During training, the agent learns to consult memory, inspect traces, or use a browser tool carefully. Then a new task arrives with the same underlying structure but a different surface. The learned behavior disappears. The agent improvises from scratch.

That is not a small bug. It is the difference between task-specific pattern matching and transferable skill learning.

Why skills fail to transfer

Agents often learn the shape of the training task instead of the principle underneath it. A skill learned on one checkout flow may not transfer to a different checkout flow. A skill learned on one repository may not transfer to another with a different test runner.

The task looks different, so the agent does not recognize that the same behavior applies. That is why held-out evaluation matters. If you only test on tasks that look like training, you cannot tell whether the agent learned a skill or memorized a pattern.

Approach	What It Tries To Do	Risk
Skill registry	Make skills explicit and discoverable	Agent may not select the right skill
Episodic memory	Replay past traces and outcomes	Memory noise can accumulate
Hierarchical policies	Select skills at a higher level, execute below	Credit assignment stays hard
Held-out skill tests	Measure transfer directly	Requires careful task design

What this means for builders

Your prompt is often a hand-written skill. When you tell the agent exactly how to use memory, recover from errors, or inspect files, you are manually encoding behavior that a stronger skill system should eventually learn and invoke.

There is nothing wrong with that. It ships. But you should evaluate it honestly. If the prompt works on the training tasks and fails on held-out tasks, you have not built a transferable skill. You have built a useful workaround.

Traces let you see whether a claimed skill was actually used, ignored, or invoked too late.

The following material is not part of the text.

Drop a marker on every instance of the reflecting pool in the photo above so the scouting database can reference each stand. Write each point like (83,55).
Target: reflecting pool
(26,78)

How ClawBench should test skills

Skill evaluation needs to ask more than "did the agent complete the task?" It should ask whether the agent invoked the right skill, tracked state correctly, noticed failure, and recovered in a way that would generalize.

That is where SkillsBench fits. It gives ClawBench a place to measure reusable procedural behavior, not only final answer quality. The goal is not to celebrate a skill library. The goal is to find out whether the agent actually uses it when the task changes.

Practical rule

If a skill does not improve held-out traces, it is not a skill yet. It is a prompt pattern waiting to be proven.

Continue the evaluation

Use this guide with the benchmark entity pages, leaderboard context, and trace evidence so the query intent can move straight from explanation to product proof.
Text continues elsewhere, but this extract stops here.